Claims for Damages and Legal Theories
Seeking at least $5 billion in compensatory damages, the plaintiffs invoke multiple causes of action:
- Trade libel: The plaintiffs say their reputations were harmed by being categorized with parties that have engaged in illicit activity.
- Breach of implied covenant: They maintain that JPMorgan had an unspoken contractual obligation to continue providing banking services absent legitimate regulatory concerns.
- Violations of state law: Dimon is accused of deceptive practices under Florida consumer protection statutes.
The businesses involved in the complaint include Trump Payroll Corp. and an undisclosed number of limited-liability companies operating under the former president’s corporate umbrella. All assert that they were compliant with banking standards and had maintained the accounts for multiple decades prior to the closures.
Bank’s Response
In a statement released after the filing, JPMorgan Chase spokesperson Patricia Wexler said the bank believes the lawsuit “has no merit.” Wexler emphasized that JPMorgan “does not close accounts for political or religious reasons” but may do so when an account “creates legal or regulatory risk for the company.” She added that the institution has urged both current and previous administrations to modify rules that can force such decisions and expressed support for efforts “to prevent the weaponization of banking.”
The bank did not address the specific allegation that it placed Trump-related names on a blacklist circulated among other financial institutions. However, it reiterated that closures typically arise from compliance requirements or regulatory expectations, not from ideological considerations.

Imagem: Internet
Context of the Account Closures
The timing of the accounts’ termination corresponds with a period of heightened scrutiny for businesses connected to the former president. Following the Capitol breach on January 6, a number of technology platforms, professional associations, and service providers distanced themselves from Trump or organizations linked to him. The lawsuit argues that JPMorgan’s decision fit into that broader pattern and was driven by “the political tide at the moment.”
While political viewpoints are not enumerated as protected classes under federal banking regulations, guidance from agencies such as the Federal Deposit Insurance Corporation instructs banks to avoid discriminatory practices when offering or withdrawing services. The plaintiffs contend that JPMorgan violated the spirit, if not the letter, of those guidelines by targeting them for their association with conservative politics rather than any compliance lapse.

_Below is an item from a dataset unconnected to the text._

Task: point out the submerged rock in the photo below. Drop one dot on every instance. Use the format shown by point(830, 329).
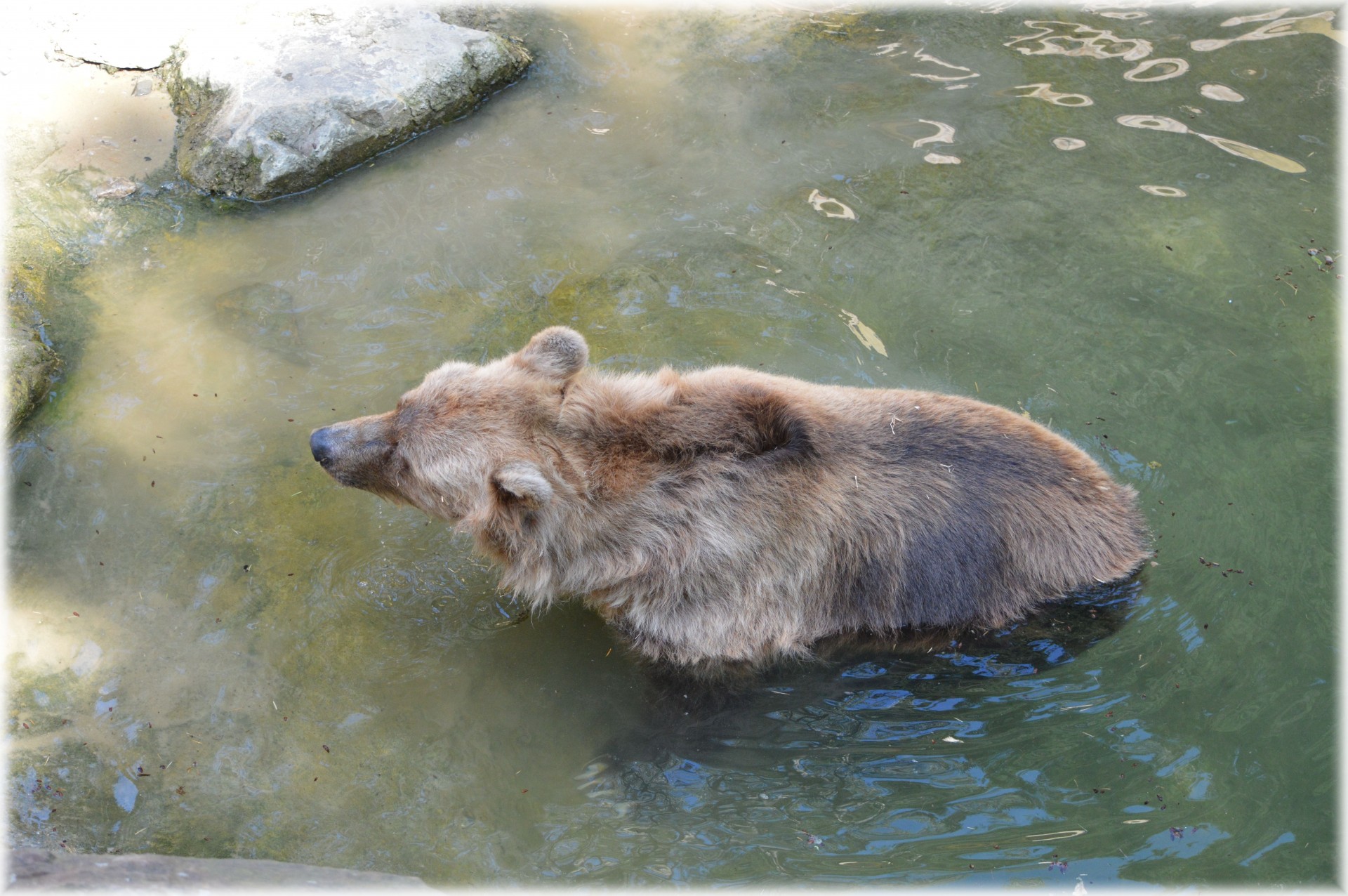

Next Steps in the Legal Process
The case will proceed in state court unless JPMorgan seeks removal to federal jurisdiction or files a motion to dismiss. If the matter advances, the plaintiffs are expected to request discovery records that could shed light on the bank’s internal deliberations. For its part, JPMorgan has indicated it will defend its account-closure policies as consistent with regulatory obligations and risk-management protocols.
Jamie Dimon, who has led JPMorgan since 2005, is named in his individual capacity for what the suit describes as “unlawful and unjustifiable” directives. The complaint does not specify any communications from Dimon that directly ordered the account terminations but asserts that decision-making ultimately rested with him.
Thursday’s filing marks one of the most significant legal challenges by Trump against a major financial institution since leaving office. The $5 billion sought represents damages for alleged reputational harm, lost business opportunities, and costs associated with finding alternative banking services. No court dates have yet been scheduled, and both sides have expressed readiness to litigate.